NEW YORK — The nation's basic money supply expanded $1.9 billion in late March, the Federal Reserve said Thursday.
The increase in the basic supply, called M1, generally met credit analysts' expectations, as did increases in two broader measures of money that the Fed also reported.
As a result, the monetary data had little impact on the bond market, which already had scored a major rally before the late-afternoon release of the central bank's figures.
There remain suggestions that, since the money supply has been growing at a faster clip than is targeted by the Fed, the central bank might soon be inclined to tighten credit, if only slightly, so as to curb any inflation threat.
However, David Jones, an economist for the government securities firm Aubrey G. Lanston & Co., argued that the Fed "now is placing much more weight on the economy" as opposed to money growth.
"Instead of the Fed being faced with the choice of keeping a stable monetary policy or tightening, the choice is now between a stable stance or in fact easing of policy by midyear," Jones said. "That means short-term interest rates could be coming down."
The Fed said M1 rose to a seasonally adjusted $574.7 billion in the week ended April 1 from $572.8 billion in the previous week.
M1 represents funds readily available for spending and includes cash in circulation, checking deposits and non-bank travelers checks.
A broader measure of money, called M2--which includes M1 plus certain types of savings--rose $7.3 billion in March to $2.4274 trillion from $2.4201 trillion.
A third measure, called M3--which adds M2 to certain investments, such as large bank certificates of deposit--expanded $12.5 billion in March to $3.053 trillion from $3.0405 trillion.
The Fed reports M2 and M3 monthly.
Analysts said Federal Reserve Chairman Paul A. Volcker hinted earlier this week that the Fed might not tighten credit anytime soon when he expressed concern about the economy's ability to keep growing.
Volcker said softness in manufacturing, mining and agriculture--areas especially hard hit by the strong dollar--could threaten the economy's overall expansion.

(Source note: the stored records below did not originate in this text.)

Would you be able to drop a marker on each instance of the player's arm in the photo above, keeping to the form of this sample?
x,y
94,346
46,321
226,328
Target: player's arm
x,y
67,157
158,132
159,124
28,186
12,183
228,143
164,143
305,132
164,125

This and other developments within the last few weeks "suggest that the Fed may be willing to provide an enlarged volume of reserves to the banking system," Henry Kaufman, chief economist of Salomon Bros., wrote in his weekly credit commentary.
"In particular, the weakness in the latest retail-sales data suggests that consumer demand, a key force behind the economic expansion, is waning somewhat," he said.
For the latest 13 weeks, M1 averaged $568 billion, a 10.5% seasonally adjusted annual rate of gain from the previous 13 weeks.
The Fed has said it would like to see M1 grow between 4% and 7% from the fourth quarter of 1984 through the fourth quarter of 1985, a slightly narrower growth range than the 4% to 8% of the previous year.
Other indicators released included:
- Commercial and industrial loans at major New York City banks rose $144 million in the week ended April 3, compared to a decline of $410 million a week earlier.
- Commercial paper outstanding rose $516 million in the week ended April 3, compared to a $1.21-billion increase in the previous week.
- Member bank borrowings from the Federal Reserve System averaged $575 million in the week ended Wednesday, up from $386 million in the previous week.
- Total adjusted reserves of member banks averaged a seasonally adjusted $40.327 billion in the two weeks ended Wednesday.